False advertising is alive and well in mobile gaming with no sign of stopping
I’m sure you’ve seen many examples of false advertising when it comes to mobile game apps. At first, the movement was lazy; footage of the promoted game with a lazy bar on top that said something like, “If you get to level 15 you can go to Disneyland” or some other outright lie.
YouTuber, Danny Gonzalez has made a ton of videos showcasing some of the worst and I recommend you watch this series on them. One, because it’s an excellent showcase, and two, he’s hilarious.
He showcases how insanely nonsensical the ads are in their lies. This includes my personal favorite which is an ad that states: “If you reach level two, you’re legally a pumpkin.” Never has my life goal been easier to reach.
These ads are nothing new but for a long time, it was just something that low-budget games did. Usually, someone using prebuilt resources then goes all-in on ads to get views and sell information. But they’ve been allowed to do it for a long time.
Things really hit a fever pitch when games like “Puzzles & Survival” came along. I guarantee if you game on your mobile device you saw an ad for this or some other puzzle game with a zombie motif. They’ll usually involve a character in his underpants on the run from zombies. Along the way he encounters a scantly clad woman who’s immediately attracted to him and he gets better weapons and clothing by solving dirt simple puzzles. He then throws the girl to the zombies to slow them down shortly before completely botching an easy puzzle and dying in a way that says, “I bet he wouldn’t have died if YOU were playing.”
The games aren’t like this though. They’re usually a barebones match-three game with minimal story and little to no animation. Instead, they go all in animated commercials because they’re not worried about microtransactions or maintaining a good game, they just want your sweet sweet data and you only have to download the game once for them to have it.
These commercials became all-encompassing. Regardless of what game you were playing, you might have seen these ads. They were also all over YouTube, Twitch, and anything else that had ads. Everyone knew they were fake but they were still allowed to run rampant.
We’re not the only ones who noticed either. Massive companies have started realizing that all they can make a trailer featuring absolutely anything and it’s fine. They’ll suffer no consequences and their ads will have no fear of being taken down.
For example, Jurassic World Alive is a game developed by Ludia and owned by NBC. And the Jurassic Park property itself is owned by Universal Studios. So while Ludia is a relatively small company, it’s one of the biggest companies on Earth that’s responsible for its own property.
Jurassic World Alive is a Pokemon GGOo type game where you move around a GPS-driven map and, instead of Pokemon, you battle and collect dinosaurs. It looks very similar to Pokemon GO in how it looks and plays. But the commercials that started playing for it over the last month or so, show that Ludia is taking a whole new approach to advertisement.
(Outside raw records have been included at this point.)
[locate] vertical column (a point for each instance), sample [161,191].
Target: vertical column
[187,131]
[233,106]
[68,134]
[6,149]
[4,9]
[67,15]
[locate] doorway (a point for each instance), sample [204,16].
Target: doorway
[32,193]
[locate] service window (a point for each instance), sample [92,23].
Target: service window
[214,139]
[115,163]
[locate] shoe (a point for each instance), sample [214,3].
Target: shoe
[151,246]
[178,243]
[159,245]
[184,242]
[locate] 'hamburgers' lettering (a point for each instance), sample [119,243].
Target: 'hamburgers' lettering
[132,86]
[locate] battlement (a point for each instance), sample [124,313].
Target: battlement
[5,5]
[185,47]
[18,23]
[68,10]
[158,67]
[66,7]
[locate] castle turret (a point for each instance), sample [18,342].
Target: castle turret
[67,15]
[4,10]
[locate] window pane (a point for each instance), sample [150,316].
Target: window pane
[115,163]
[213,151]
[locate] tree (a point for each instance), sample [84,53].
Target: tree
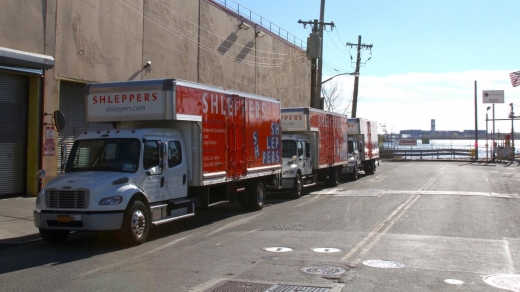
[333,98]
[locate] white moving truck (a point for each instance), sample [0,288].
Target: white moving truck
[363,147]
[314,147]
[175,145]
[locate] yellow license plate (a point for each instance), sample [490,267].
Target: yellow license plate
[64,218]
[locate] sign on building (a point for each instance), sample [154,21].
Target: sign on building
[407,142]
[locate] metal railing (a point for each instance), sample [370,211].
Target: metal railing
[253,17]
[427,153]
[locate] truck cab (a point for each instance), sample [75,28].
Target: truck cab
[297,163]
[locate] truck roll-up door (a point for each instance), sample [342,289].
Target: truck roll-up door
[14,96]
[72,104]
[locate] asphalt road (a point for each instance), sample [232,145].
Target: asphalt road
[413,226]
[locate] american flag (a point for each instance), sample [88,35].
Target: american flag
[515,78]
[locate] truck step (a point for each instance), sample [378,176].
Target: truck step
[309,185]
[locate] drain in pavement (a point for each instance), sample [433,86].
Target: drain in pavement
[383,264]
[454,282]
[323,270]
[326,249]
[288,226]
[278,249]
[506,281]
[242,286]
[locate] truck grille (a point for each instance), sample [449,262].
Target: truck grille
[65,199]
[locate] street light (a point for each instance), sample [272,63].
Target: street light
[487,110]
[351,73]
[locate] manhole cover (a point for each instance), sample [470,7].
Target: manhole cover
[454,282]
[323,270]
[278,249]
[288,226]
[508,282]
[383,264]
[326,249]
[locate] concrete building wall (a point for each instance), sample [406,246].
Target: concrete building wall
[196,40]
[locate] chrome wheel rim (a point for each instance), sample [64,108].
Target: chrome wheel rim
[138,223]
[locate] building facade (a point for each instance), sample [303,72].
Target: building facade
[51,49]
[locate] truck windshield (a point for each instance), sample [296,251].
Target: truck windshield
[288,148]
[120,155]
[350,146]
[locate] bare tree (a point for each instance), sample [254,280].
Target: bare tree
[333,98]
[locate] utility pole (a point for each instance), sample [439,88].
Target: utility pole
[314,52]
[359,46]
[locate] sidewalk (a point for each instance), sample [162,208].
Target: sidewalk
[16,221]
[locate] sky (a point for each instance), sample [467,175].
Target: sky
[425,60]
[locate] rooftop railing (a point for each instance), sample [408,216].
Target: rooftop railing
[253,17]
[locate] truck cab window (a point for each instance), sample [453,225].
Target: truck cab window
[174,153]
[151,154]
[300,148]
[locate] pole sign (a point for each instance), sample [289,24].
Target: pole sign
[407,142]
[493,96]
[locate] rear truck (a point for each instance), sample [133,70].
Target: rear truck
[175,146]
[314,148]
[363,147]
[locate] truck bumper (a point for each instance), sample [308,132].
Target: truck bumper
[78,222]
[287,183]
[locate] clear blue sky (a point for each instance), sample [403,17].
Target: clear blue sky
[425,59]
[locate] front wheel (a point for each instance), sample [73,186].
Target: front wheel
[54,236]
[136,225]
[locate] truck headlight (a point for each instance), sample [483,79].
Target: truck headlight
[114,200]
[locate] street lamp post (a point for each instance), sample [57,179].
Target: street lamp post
[487,110]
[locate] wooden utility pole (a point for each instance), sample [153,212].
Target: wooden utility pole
[359,46]
[314,52]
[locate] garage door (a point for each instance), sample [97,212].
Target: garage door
[14,96]
[72,104]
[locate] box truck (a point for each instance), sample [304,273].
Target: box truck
[314,148]
[363,147]
[176,145]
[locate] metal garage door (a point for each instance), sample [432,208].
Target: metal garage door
[14,97]
[72,104]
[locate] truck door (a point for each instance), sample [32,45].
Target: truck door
[175,172]
[236,137]
[304,157]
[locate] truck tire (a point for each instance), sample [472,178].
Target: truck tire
[354,175]
[256,196]
[296,192]
[334,173]
[136,225]
[54,236]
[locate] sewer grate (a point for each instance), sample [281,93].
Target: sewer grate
[238,286]
[278,249]
[326,249]
[323,270]
[286,288]
[383,264]
[288,226]
[505,281]
[454,281]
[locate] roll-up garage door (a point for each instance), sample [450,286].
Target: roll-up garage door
[72,104]
[14,97]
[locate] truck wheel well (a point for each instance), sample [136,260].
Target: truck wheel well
[138,197]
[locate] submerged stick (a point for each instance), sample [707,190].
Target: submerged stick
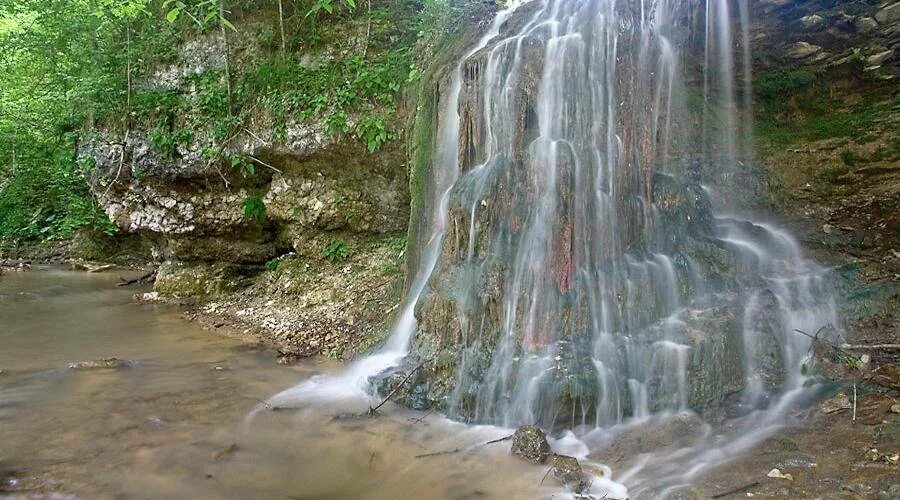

The commercials now don’t show anything you do in the game. Instead, it’s a fake trailer that shows dinosaurs fighting in a style that is a blatant nod to the old arcade fighter “Primal Rage.” A fighting game in the style of Mortal Kombat with dinosaurs.
Here’s footage of Primal Rage in case you happen to see the Jurassic Alive trailer and want to compare it.
Fun enough, when I tried to research this, I found that not only does Jurassic World Alive have a problem with their own false advertisement but also other people’s false advertisement. When researching this issue, I found people reporting that Jurassic World Alive has a reward system where you can do offers from other companies and make in-game money, or, as some offers state, real cash. You can probably see where this is going.
But turns out that some of those companies are such well-known scammers that people in the forums are resorting to warning each other. In particular, a company known as Tapjoy. Apparently, their offers are all over this thing but no one ever actually gets the listed rewards.
It doesn’t show any sign of stopping. The era of Sega being embarrassed of their “Blast Processing” claims has given way to a world in which we merely download a game to see what it’s REALLY like, knowing full well the videos are fake, handing out our information to companies that merely want to sell it.
In the meantime, Google and iOS stores allow us to report false advertisements but so far there hasn’t been anything done about it. For years.